Try to get in a little bit of training every day. You become best at what you habitually do. Sporadic training can result in strength and fitness decreases between periods of running. Athletes may think they can pick up where they left off, however the body may not be as ready as the mind.
Strong muscles help stabilize and protect the body while running. Tendons and ligaments strengthen as muscles do. Developing soft tissue will help support joints and help prevent injury.
Train properly for your events
While people may be able to get through a marathon off of 15 miles of running per week, they are much more likely to come out of it injured than someone running 40 miles weekly. This also includes training on similar terrain as the targeted event, such as roads, mountains, trails, or heavy downhills.

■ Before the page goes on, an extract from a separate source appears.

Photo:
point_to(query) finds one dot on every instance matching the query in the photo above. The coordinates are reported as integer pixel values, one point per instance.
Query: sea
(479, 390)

Knowing when to run hard and when to run slowly is very important. Many runners make the mistake of going medium hard all of the time. This results in less recovery and compromised hard runs. Many athletes stick with two or three key sessions a week, either ran hard or long. Between these runs are very easy sessions that benefit fitness, but do not hinder recovery or adaptation.
Know when to back off and rest
Being able to let go of one’s ego and decrease or stop running can be the difference between taking two weeks off of running or becoming injured and being unable to run for five months. Running in the short term (days & weeks) makes little difference in the long run of months and years.
This includes learning how to run in a way that is healthy, as well as wearing running shoes that allow the body to run in a real fashion. Doing so can result in more economic and a less harsh running form.
Run for a long time
This is likely the most important “secret”. Someone who has been running for three decades is much less likely to become injured than someone who has been running for two years. A lifelong runner has hopefully learned all of the above pieces of knowledge. Luckily for you, there are many resources available now to teach these. It is just up to the learner to acknowledge and implement the information.
Unfortunately the secret is, there are no secrets. Practicing patience and being able to let go of one's ego likely play the largest roles in having a long and healthy running career.
What other secrets would you share to newer runners?